On Sun, Dec 04, 2005 at 03:35:51PM +0100, Jonas Smedegaard wrote:
> Thanks for the clarification. Indeed it works when passing the variables
> to make environment instead of only to the outside one.
> 
> The bigger aim is to allow building with standard Debian package
> building tools rather than being forced to use make directly due to
> specific arguments required passed.

Indeed, I'm all for having this all work in more manageable ways.
But afaik, these packages should already _be_ compatible with all
the usual ways of building kernel modules, from invoking make by
hand, to make-kpkg and the debconf interface that will rebuild
them automatically when you upgrade the source package.

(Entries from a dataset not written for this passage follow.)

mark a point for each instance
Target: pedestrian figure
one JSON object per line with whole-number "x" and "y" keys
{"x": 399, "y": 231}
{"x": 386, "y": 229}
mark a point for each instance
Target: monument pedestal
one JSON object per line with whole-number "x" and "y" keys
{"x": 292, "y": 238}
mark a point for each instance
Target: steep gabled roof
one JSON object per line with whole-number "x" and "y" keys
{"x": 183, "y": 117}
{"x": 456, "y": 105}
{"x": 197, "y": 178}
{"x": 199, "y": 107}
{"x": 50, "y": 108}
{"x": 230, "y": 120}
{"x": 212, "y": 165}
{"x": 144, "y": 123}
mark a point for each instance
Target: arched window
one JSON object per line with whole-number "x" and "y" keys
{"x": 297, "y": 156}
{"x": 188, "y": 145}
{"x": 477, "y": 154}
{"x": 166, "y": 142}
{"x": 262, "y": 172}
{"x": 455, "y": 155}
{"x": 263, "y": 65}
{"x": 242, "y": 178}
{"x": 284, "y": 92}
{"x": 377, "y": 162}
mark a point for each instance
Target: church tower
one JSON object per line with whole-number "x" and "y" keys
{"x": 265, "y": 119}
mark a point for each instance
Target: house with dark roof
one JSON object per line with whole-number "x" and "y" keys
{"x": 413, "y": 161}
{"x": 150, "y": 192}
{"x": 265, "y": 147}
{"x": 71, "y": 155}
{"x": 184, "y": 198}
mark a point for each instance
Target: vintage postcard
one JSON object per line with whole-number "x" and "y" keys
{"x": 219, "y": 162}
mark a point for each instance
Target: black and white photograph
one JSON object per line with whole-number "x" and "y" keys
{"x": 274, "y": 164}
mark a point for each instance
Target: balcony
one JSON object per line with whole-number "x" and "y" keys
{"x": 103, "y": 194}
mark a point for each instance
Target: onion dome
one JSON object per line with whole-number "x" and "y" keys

There are still some things ripe for common agreement and/or
policy to form around though...

> But you are right that then the
> variables needing extra care should be explicitly declared.
> 
> I believe the defacto-standard of module building comes from the
> module building guideline written by Manoj as part of kernel-package,
> but no real policy exist about this, I believe. The variables seeming
> to require extra care is KSRC, KVERS, KDREV and KPKG_DEST_DIR.
> 
> Read more here: http://wiki.debian.org/KernelModulesPackaging

Ok.  With the above in context, I'm even less sure that we want
to make these sort of changes here.  Any well behaved build helper
is surely capable of passing these values in the preferred form
without requiring pollution of the general environment with them,
no?

Where did the example command on the wiki page come from?
Surely it should be edited to read more like the one I posted
earlier, with the variable assignments passed as command args,
if it is to be an example of what a build tool should do.

> You use variables KSRC and KDREV identical to those mentioned above, and
> seem to take extra care about KDREV being passed from the build
> environment, but not KSRC. Why?

Let's see...  that code originally came from some boilerplate
somewhere, probably dh-make initially (I've just filed a bug
there about it still using kdist_config, but it looks different
now), and there is a now non-existent:
/usr/share/kernel-package/sample.module.rules cited there,
certainly some stuff from Robert Milan was snaffled, then its
been hand edited by me through a few generations since.
However, from what I see in it today, if you are referring to:

 ifeq ($(strip $(KDREV)),)
 KDREV           = "test1.0"
 endif

 ifeq ($(strip $(KSRC)),)
 $(error Error. I do not know how to determine the kernel version)
 else

Then indeed, the logic is a little weird since the $(error) will
never fire, as we explicitly set KSRC to a default just above.
And the error itself is misleading.

But I think the original motive had more to do with just
ensuring they were always set to some value, rather than
protecting values from the environment.

In fact looking at this more, I think doing:

KSRC ?= /usr/src/linux

Really is wrong, whichever way we go.  I guess we should
probably replace the $(error) with an attempt to set
KSRC to a reasonable default, and get rid of the else
case altogether.

Then we should have something that acts like you expected,
but as a result of the whole lot being a bit more logical
rather than through the addition of extra overrides.

Or is there something else altogether that we should
replace all these duplicated tests with?